Can the Brain Help Heal a Broken Heart?

Hannah Thomasy in The Scientist: For decades, researchers have appreciated the intimate association between mental health and physical health, and studies suggest that the mind may impact various bodily systems.1 For example, high levels of stress rendered people more vulnerable to infections; conversely, mental health treatment reduced the risk of rehospitalization by 75 percent in people hospitalized for heart disease.2,3

However, the mechanisms by which mental states might influence the immune or cardiovascular systems are still not well understood. Asya Rolls, a neuroscientist at the Technion – Israel Institute of Technology, said that these questions are often overlooked because many researchers feel that the field of mind-body connection is not amenable to rigorous scientific exploration. “It’s a major, fundamental gap in our understanding of physiology and medicine, and our ability to help patients,” she said.

Previously, Rolls has used mouse models to demonstrate how brain regions associated with reward or emotion can modulate immune activity and inflammation in various contexts, including infection, cancer, and colitis.4–6 As evidence of the association between mental health and cardiovascular disease in humans accumulated, she wondered if she might be able to mechanistically study this heart-brain connection in mice.7 Together with cardiovascular medicine specialist Lior Gepstein and Hevda Haykin, a jointly supervised graduate student, Rolls set out to explore how particular neural systems influenced recovery from acute myocardial infarction (AMI) in a mouse model. 

In a recent study published in Nature Cardiovascular Research, the researchers found that chemogenetically stimulating dopaminergic neurons in the ventral tegmental area (VTA), part of the brain’s canonical reward circuitry, improved left ventricular ejection fraction (LVEF; a measurement of the heart’s ability to pump out blood), increased vascularization, and decreased fibrosis in the 15 days following AMI.8 This mouse model not only allowed researchers to objectively measure the effects of brain activity on heart function, but also to explore the mechanisms underlying these effects.

“We know that when we experience stress or happiness—things that we might think of as moods—it does have an impact on peripheral organs and peripheral immune cells,” said Isaac Chiu, a neuroimmunologist at Harvard Medical School who was not involved in the study. “So, I thought it was fascinating that they made a connection between the brain’s reward system and heart attacks.”

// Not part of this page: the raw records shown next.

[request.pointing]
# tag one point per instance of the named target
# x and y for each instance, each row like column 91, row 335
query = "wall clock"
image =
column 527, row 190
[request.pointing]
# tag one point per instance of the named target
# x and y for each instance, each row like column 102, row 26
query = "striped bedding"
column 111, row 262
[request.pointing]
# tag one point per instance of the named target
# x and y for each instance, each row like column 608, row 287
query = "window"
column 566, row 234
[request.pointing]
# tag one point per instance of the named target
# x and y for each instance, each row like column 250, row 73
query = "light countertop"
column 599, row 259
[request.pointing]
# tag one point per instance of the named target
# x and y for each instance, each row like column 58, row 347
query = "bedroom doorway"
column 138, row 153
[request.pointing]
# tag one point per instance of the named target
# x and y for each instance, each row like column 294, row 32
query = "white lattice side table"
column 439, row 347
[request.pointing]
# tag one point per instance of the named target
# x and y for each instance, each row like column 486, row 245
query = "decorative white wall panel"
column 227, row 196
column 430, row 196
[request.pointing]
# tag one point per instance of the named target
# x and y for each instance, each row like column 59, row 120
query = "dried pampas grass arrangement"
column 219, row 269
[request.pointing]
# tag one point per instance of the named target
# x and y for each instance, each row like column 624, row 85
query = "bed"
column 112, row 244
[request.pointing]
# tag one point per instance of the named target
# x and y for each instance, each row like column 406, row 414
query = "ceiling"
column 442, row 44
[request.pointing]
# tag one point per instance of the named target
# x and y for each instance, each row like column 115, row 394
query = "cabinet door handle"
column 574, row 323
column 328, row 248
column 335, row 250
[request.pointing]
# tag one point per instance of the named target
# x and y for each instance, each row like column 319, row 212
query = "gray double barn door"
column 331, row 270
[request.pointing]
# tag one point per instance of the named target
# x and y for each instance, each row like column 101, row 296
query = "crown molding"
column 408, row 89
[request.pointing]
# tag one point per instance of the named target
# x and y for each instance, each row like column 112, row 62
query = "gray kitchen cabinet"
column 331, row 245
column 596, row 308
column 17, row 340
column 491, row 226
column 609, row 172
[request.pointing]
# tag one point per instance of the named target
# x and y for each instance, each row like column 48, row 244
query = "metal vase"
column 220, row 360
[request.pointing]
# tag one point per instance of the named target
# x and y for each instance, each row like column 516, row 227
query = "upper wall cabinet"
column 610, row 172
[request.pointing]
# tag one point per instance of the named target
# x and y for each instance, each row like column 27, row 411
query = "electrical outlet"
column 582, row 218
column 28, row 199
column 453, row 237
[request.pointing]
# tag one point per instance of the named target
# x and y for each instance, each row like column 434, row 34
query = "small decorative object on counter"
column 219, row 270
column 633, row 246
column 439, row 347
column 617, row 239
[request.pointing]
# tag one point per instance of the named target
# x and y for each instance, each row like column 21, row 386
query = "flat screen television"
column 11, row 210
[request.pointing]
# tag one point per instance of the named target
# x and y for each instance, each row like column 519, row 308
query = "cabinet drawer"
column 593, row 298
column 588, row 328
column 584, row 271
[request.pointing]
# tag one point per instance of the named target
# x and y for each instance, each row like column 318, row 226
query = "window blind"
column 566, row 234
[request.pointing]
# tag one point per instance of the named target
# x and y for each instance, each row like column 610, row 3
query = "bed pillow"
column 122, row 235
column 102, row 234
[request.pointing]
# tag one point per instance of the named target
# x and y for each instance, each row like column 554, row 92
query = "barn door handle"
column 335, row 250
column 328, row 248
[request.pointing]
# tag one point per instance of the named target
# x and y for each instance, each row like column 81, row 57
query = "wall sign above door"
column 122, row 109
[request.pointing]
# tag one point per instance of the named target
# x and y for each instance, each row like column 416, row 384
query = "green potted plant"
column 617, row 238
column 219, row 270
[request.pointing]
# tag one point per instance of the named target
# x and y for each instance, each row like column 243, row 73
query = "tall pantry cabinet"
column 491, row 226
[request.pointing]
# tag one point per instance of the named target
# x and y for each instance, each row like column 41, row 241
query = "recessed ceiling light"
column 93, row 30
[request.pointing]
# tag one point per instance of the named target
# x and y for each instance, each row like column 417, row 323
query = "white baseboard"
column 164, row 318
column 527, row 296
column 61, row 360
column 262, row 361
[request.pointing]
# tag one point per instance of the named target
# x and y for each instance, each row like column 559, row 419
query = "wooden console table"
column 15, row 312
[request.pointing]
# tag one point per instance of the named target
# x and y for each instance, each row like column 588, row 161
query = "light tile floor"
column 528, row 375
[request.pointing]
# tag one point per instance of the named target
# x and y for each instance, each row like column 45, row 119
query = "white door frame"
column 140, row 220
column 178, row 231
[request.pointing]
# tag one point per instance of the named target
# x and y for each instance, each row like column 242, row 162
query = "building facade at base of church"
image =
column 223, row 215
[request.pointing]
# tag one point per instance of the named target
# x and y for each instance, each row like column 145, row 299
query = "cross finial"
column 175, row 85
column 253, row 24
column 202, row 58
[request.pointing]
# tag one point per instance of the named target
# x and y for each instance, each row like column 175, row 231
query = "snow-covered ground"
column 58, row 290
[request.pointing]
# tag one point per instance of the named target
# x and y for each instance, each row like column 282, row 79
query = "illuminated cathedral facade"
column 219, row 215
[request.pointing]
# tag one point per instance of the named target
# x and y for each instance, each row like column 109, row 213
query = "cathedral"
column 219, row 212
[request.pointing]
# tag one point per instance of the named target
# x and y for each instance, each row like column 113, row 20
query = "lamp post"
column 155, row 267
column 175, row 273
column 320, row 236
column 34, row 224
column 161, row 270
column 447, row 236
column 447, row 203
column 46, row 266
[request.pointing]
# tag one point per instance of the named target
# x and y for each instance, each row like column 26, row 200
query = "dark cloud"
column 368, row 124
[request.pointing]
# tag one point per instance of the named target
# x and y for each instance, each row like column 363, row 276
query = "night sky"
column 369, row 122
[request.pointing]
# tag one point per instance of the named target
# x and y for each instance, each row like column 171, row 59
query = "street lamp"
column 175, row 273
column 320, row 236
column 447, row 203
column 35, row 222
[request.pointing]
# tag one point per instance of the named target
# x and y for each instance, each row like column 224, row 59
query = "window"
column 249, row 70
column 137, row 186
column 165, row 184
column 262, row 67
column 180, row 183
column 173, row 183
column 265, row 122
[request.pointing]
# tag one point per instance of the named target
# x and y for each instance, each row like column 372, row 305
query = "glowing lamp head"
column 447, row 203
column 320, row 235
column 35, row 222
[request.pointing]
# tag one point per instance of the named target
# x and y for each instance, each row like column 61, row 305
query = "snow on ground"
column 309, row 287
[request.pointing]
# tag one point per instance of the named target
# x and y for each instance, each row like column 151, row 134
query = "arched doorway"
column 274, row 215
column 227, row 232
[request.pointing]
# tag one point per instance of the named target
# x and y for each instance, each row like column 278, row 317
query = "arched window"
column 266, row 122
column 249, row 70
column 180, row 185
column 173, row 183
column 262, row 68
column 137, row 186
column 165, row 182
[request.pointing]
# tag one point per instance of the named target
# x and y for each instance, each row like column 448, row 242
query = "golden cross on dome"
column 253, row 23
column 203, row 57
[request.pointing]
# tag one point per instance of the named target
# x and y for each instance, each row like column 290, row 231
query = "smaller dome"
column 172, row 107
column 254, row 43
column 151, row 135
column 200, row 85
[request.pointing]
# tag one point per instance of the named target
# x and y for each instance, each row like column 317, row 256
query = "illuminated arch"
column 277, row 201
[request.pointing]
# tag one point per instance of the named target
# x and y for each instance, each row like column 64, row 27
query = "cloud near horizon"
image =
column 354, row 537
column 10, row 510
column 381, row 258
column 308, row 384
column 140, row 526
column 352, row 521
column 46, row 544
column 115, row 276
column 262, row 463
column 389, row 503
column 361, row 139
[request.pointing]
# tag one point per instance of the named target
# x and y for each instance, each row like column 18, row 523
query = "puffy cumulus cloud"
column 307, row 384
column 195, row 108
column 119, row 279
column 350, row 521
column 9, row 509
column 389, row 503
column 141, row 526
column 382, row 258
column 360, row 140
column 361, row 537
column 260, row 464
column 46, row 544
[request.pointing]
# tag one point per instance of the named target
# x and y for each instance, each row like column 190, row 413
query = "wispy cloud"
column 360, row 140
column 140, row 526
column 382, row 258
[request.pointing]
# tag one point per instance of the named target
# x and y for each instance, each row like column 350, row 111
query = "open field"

After two weeks of stimulating the VTA in the treatment group, said Rolls, “It was pretty interesting to see the changes between the groups. But the real challenge was to figure out how [this was happening].”

In previous research, she demonstrated that VTA activation altered immune responses, so they first examined immune cells present in the heart. They found reduced numbers of cells positive for CD68, a marker found on monocytes and macrophages. The significance of this finding is not entirely clear, however: CD68+ cells are diverse, and play complex and incompletely understood roles in both healing and detrimental changes to the structure of the heart after AMI.9 

More here.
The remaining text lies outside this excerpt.